If RHO bids one spade, I have to overcall at the "two" level. Since I'll have to take an extra trick, my guess is that I will need an extra trick (king) to overcall, bringing the required strength of my hand to 10-11 high card points), close to opening hand level, as well as a reasonably good five card suit.

But most of the literature I've read suggests that the above is not enough; that to overcall at the two level, one needs a six card suit* or a very strong five, say AKJxx or AQJTx (AQJxx is not good enough), and/or 12-13 high card points. Is this greater strength (versus the previous paragraph) necessary for a two level overcall, and if so why?

*On the other hand, my understanding is that if you are making a "jump" overcall with six cards (in a sequence of one minor, two spades), you can do so with strength approaching a "weak two" bid.

2 Answers 2


Joe's answer gets to the most important reason for the difference.

In addition, there is also much more risk in overcalling at the two level. Opponents won't usually be able to double your one-level overcall for penalties. It is very rarely correct to defend a doubled contract at the one level (if you can take eight tricks in opponent's chosen suit, collecting 300 NV or 500 V, you can likely make at least game in your own strain). Also, the opponents usually have very little idea of their own side's assets, so they must communicate to their partner instead of trying to penalize opponents.
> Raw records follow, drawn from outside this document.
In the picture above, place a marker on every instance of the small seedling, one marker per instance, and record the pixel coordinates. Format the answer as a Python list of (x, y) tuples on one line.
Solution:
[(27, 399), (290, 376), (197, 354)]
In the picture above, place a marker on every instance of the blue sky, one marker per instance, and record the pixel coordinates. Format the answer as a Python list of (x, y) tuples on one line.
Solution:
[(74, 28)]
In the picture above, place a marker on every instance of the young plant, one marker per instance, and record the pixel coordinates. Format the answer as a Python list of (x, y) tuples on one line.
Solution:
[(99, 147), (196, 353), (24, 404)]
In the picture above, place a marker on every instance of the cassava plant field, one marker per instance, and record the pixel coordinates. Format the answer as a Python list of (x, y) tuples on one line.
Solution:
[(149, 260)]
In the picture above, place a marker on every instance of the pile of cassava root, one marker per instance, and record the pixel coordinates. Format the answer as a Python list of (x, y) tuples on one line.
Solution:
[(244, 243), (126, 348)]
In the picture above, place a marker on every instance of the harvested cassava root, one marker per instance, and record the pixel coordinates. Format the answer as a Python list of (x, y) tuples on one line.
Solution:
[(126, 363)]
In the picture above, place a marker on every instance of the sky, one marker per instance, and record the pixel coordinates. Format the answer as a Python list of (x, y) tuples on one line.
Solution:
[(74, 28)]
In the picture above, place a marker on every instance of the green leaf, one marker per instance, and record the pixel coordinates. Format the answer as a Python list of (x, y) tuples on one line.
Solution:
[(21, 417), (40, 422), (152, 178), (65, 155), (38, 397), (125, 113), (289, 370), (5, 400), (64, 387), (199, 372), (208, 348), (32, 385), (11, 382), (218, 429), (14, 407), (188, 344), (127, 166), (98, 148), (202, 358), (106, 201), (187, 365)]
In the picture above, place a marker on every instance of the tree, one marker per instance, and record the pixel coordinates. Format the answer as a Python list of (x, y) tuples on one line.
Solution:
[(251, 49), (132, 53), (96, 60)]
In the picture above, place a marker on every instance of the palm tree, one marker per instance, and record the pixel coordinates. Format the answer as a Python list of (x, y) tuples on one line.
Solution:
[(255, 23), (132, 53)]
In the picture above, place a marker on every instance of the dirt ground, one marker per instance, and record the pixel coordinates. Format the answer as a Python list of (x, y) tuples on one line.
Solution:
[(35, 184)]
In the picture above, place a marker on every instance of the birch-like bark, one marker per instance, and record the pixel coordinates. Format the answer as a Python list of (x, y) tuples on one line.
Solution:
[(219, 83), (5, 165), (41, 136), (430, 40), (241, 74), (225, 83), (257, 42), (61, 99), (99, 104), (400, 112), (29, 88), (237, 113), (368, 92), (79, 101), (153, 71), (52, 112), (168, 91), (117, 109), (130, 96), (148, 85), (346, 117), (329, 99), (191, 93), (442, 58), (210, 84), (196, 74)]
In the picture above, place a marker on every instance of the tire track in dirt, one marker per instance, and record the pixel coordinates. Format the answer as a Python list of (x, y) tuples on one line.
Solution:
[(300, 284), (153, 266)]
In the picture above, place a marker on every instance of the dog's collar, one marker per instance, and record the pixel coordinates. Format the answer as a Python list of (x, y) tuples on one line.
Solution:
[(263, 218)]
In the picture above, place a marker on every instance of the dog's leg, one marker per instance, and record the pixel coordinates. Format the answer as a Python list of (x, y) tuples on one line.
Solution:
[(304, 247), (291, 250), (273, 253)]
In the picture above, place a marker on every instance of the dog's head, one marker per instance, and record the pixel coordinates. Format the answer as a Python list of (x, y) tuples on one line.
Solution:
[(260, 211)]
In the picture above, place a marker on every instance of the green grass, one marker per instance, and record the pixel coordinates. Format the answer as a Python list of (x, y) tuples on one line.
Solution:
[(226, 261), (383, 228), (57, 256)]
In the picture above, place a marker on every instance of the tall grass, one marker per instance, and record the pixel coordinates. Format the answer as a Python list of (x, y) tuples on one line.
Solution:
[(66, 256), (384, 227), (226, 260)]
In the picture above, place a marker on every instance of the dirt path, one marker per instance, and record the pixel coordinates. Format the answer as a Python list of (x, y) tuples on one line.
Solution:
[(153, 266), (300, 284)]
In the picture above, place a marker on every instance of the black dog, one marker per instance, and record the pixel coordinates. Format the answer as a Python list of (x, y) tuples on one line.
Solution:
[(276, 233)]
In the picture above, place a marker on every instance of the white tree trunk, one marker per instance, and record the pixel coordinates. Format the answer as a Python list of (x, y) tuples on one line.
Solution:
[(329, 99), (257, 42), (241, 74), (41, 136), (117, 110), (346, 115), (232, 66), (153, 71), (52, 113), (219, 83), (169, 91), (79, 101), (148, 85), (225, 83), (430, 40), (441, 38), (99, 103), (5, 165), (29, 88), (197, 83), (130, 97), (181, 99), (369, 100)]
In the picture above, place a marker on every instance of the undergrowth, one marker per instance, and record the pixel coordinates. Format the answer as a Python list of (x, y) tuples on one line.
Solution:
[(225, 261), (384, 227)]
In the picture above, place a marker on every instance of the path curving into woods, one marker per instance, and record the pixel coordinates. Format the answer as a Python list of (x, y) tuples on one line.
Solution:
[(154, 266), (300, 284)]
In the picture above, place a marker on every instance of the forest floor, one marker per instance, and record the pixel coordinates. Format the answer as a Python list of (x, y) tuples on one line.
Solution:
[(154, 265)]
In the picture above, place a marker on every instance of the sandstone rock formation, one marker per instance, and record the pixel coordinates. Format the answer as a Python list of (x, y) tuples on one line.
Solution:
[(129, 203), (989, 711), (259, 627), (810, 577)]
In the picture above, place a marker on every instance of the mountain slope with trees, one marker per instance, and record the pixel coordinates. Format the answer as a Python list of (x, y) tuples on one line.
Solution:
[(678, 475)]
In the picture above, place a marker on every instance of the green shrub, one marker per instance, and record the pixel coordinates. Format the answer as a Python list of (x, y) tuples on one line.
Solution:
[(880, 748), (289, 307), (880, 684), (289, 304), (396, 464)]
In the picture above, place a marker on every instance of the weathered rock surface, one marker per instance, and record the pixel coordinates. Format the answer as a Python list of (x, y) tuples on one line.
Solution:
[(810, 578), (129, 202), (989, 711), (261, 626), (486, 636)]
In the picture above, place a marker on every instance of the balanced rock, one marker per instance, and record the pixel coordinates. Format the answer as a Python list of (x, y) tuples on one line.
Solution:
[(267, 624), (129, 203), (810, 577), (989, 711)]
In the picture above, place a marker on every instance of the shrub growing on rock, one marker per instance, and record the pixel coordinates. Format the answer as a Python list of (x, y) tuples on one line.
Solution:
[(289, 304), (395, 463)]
All this means that you are able to make one-level overcalls with worse hands, potentially helping partner to make a good lead or find a good sacrifice. On the other hand, it is more often possible to penalize a two-level overcall when opponents have stepped out of line, so your two-level overcalls should be strong enough to reduce this risk.


The big problem with overcalls at the 2 level is you have a lot less room to stop before game, so it's harder to get to anything useful. Thus, it's important that partner have a good sense of your strength. If you could overcall with QT743 and 9 points 2H over 1S, or you could have KQT754 and 12 points and make the same call, how is partner supposed to know whether to pass or bid on with A32 A86 Q8432 T4? In the first hand you probably make at most 2H, and on the second hand you might have a decent shot at game, especially if you're short in diamonds, with something like K8 KQT754 K9 J85 or one of a number of other possibilities.

As such, 2 level overcall promises more, so that partner knows how to bid effectively. Different partnerships have different lines here - some will absolutely require 6, some will require a very good 5 or decent 6, some care more about points than others - but the point is that you want a better (smaller) defined range of possible hands, so you can get to the effective games more easily.

This focus on games is because that's where the actual value is in these overcalls. When you have the inferior suit, it's harder to compete for part scores - if this is a hand where opponents and you can both take 8 tricks, you're not going to end up with the contract unless opponents don't realize their strength. If you both have 20 points, then 1S-2H-2S-ppp isn't going to help you any.